The great sitcom writer Ken Levine posted the 300th entry on his wonderful blog today. By a strange coincidence, this is 400th entry on my blog. Alas, that's about all we share in common. He's a hugely successful, award-winning comedy scribe of many decades standing. Me, I'm bashing my way through a Warhammer novel for Games Workshop. It'll be my 17th novel to get published. In fact, it'll be my 17th novel full stop. It's a strange thing, when you tell people you're writing your 17th novel, they asked if all of them have been published. Well, yes - I wouldn't write a novel unless I thought it was going to be published. I write for a living. The results ain't always pretty, but they're almost always published. So, I guess that's an achievement of sorts.
Still waiting on feedback from River City on my sample scenes. I know the production office is fiendishly busy but I'm fast reaching the point where I wish they'd just put me out of misery, so I can stop thinking about the possibility of being invited to the River City writers' workshop. I don't know what's worse - the waiting or the hope. Right now, I guess both of them are driving me a little barmy. Also in the mix is my growing case of cabin fever. Chained to the desk, thrashing out a minimum of five thousand words a day, a picture frame hung over the window to stop me getting distracted.
The book feels like it's going somewhere, but until I pass the halfway mark [I've got 10,000 words to go before that happens] I won't get comfortable with it. The novel's got a huge ensemble cast and that's created it own fun and games, just trying to keep all the names and characters straight in my head. Think I'll kill one or two in the next chapter, make life easier for myself. Book's due in two weeks and I'm supposed to deliver the first half today. Barring a miracle, that's not going to happen but I'll get mighty close.

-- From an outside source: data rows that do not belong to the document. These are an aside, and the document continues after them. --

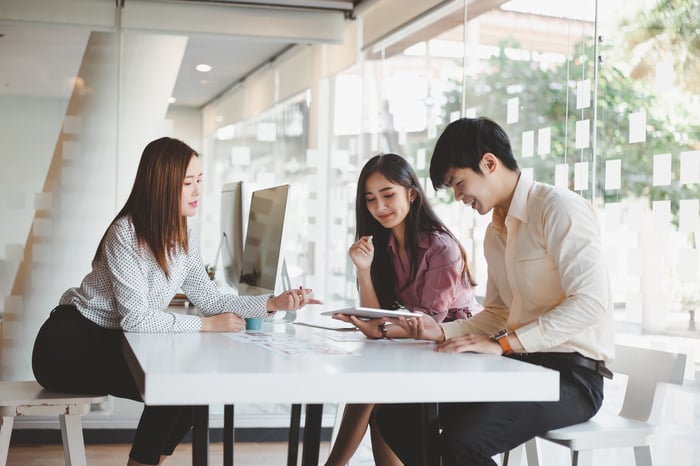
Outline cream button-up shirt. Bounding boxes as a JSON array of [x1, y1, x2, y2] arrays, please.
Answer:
[[442, 176, 615, 362]]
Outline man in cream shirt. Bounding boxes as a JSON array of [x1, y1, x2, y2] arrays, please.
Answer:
[[376, 117, 615, 466]]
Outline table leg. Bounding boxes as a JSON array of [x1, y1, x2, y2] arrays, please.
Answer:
[[192, 405, 209, 466], [224, 404, 234, 466], [420, 403, 440, 466], [301, 404, 323, 466], [287, 404, 302, 466]]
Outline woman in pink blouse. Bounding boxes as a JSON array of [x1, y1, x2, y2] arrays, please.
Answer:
[[325, 153, 482, 466]]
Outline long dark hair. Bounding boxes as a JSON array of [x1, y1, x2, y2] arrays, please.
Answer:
[[94, 137, 197, 277], [355, 153, 476, 309]]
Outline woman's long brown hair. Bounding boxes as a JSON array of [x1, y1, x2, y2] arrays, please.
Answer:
[[93, 137, 197, 277]]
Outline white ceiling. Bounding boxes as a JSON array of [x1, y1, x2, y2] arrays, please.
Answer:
[[0, 0, 359, 108]]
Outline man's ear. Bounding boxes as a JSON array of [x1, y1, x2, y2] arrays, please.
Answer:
[[481, 152, 498, 173]]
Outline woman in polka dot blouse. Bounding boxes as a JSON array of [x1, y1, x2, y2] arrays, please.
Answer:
[[31, 137, 321, 466]]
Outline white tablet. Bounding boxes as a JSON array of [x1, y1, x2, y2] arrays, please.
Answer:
[[321, 306, 423, 319]]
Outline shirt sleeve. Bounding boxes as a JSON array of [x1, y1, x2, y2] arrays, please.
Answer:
[[442, 263, 510, 339], [103, 223, 203, 333], [180, 236, 271, 318], [515, 191, 611, 353], [411, 238, 464, 323]]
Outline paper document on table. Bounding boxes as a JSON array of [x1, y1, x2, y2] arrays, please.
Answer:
[[224, 332, 355, 356]]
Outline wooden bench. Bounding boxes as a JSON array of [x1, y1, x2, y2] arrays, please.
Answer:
[[0, 381, 107, 466]]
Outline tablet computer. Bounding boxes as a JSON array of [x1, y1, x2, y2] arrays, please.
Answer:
[[321, 306, 423, 319]]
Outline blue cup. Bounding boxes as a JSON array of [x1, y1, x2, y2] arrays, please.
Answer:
[[245, 317, 263, 331]]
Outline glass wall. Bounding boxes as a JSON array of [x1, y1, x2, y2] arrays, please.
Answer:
[[204, 0, 700, 340]]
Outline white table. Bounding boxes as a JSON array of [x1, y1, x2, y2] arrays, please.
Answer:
[[122, 320, 559, 465]]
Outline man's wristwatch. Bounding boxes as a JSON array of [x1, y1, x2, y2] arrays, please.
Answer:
[[493, 330, 513, 355]]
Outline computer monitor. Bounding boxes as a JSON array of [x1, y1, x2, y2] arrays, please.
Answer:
[[239, 184, 290, 296], [219, 181, 244, 291]]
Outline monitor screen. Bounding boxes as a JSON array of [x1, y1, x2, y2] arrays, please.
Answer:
[[239, 184, 290, 296], [219, 181, 244, 291]]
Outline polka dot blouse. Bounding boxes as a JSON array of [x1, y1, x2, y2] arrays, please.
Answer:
[[59, 216, 270, 332]]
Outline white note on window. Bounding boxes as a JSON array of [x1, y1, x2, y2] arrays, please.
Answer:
[[555, 163, 568, 189], [652, 153, 672, 186], [605, 159, 621, 190], [507, 97, 519, 124], [575, 119, 590, 149], [416, 148, 426, 170], [576, 79, 591, 109], [521, 130, 534, 158], [628, 111, 647, 143], [680, 150, 700, 185], [521, 167, 534, 182], [574, 162, 589, 191], [652, 200, 672, 229], [537, 127, 551, 157], [655, 59, 674, 93], [679, 198, 700, 232]]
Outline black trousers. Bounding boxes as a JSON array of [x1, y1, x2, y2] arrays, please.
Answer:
[[31, 305, 194, 465], [375, 352, 604, 466]]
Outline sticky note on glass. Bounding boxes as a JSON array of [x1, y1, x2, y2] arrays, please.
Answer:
[[652, 200, 672, 228], [605, 159, 621, 190], [655, 59, 674, 93], [416, 148, 426, 170], [628, 111, 646, 144], [652, 153, 672, 186], [521, 130, 534, 158], [537, 127, 551, 157], [576, 79, 591, 109], [574, 161, 589, 190], [507, 97, 519, 124], [555, 163, 569, 189], [679, 198, 700, 232], [575, 119, 590, 149], [521, 167, 534, 181], [679, 150, 700, 185]]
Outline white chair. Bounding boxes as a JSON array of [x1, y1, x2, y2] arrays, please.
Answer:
[[0, 381, 107, 466], [504, 344, 687, 466]]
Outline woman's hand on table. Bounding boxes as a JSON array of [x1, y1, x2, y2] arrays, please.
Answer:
[[200, 313, 245, 332]]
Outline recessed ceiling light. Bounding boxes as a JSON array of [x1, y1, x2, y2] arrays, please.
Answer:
[[195, 64, 212, 72], [168, 96, 176, 104]]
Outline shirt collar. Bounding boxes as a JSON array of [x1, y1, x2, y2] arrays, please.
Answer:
[[492, 174, 532, 236]]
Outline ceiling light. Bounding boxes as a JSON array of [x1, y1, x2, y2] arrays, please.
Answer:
[[168, 97, 176, 104], [196, 64, 212, 72]]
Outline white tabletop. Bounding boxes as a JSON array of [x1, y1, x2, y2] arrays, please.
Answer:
[[123, 320, 559, 406]]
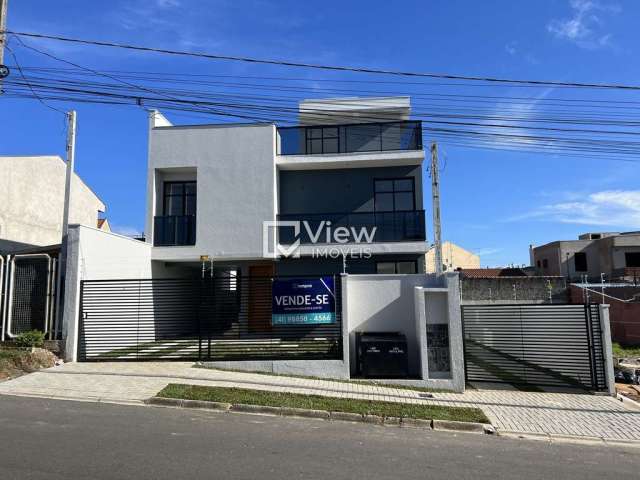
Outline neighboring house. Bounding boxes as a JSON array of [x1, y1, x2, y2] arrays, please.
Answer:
[[531, 232, 640, 282], [145, 97, 428, 276], [97, 218, 111, 232], [0, 156, 106, 253], [425, 241, 479, 273]]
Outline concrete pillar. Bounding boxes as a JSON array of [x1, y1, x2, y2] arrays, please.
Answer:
[[62, 226, 82, 362], [599, 304, 616, 396]]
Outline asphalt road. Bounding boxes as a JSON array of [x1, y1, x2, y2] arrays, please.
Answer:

Tomorrow I'm heading in to Edinburgh for the second of our mentoring meetings with screenwriter and director Adrian Mead. The three mentees have all created one-page pitch documents for our respective projects and now it's time to talk about them. I had five or six ideas when the process initially began, and chose one thinking it might offer the chance for some light relief. So far, it's turning into a typically dark and bleak tale, exactly the sort of thing I always end up writing. I guess I've found my voice and it's an ultra-violent Eeyore who kills everyone he meets.
Like I said, not a lot of similarities between me and Ken Levine.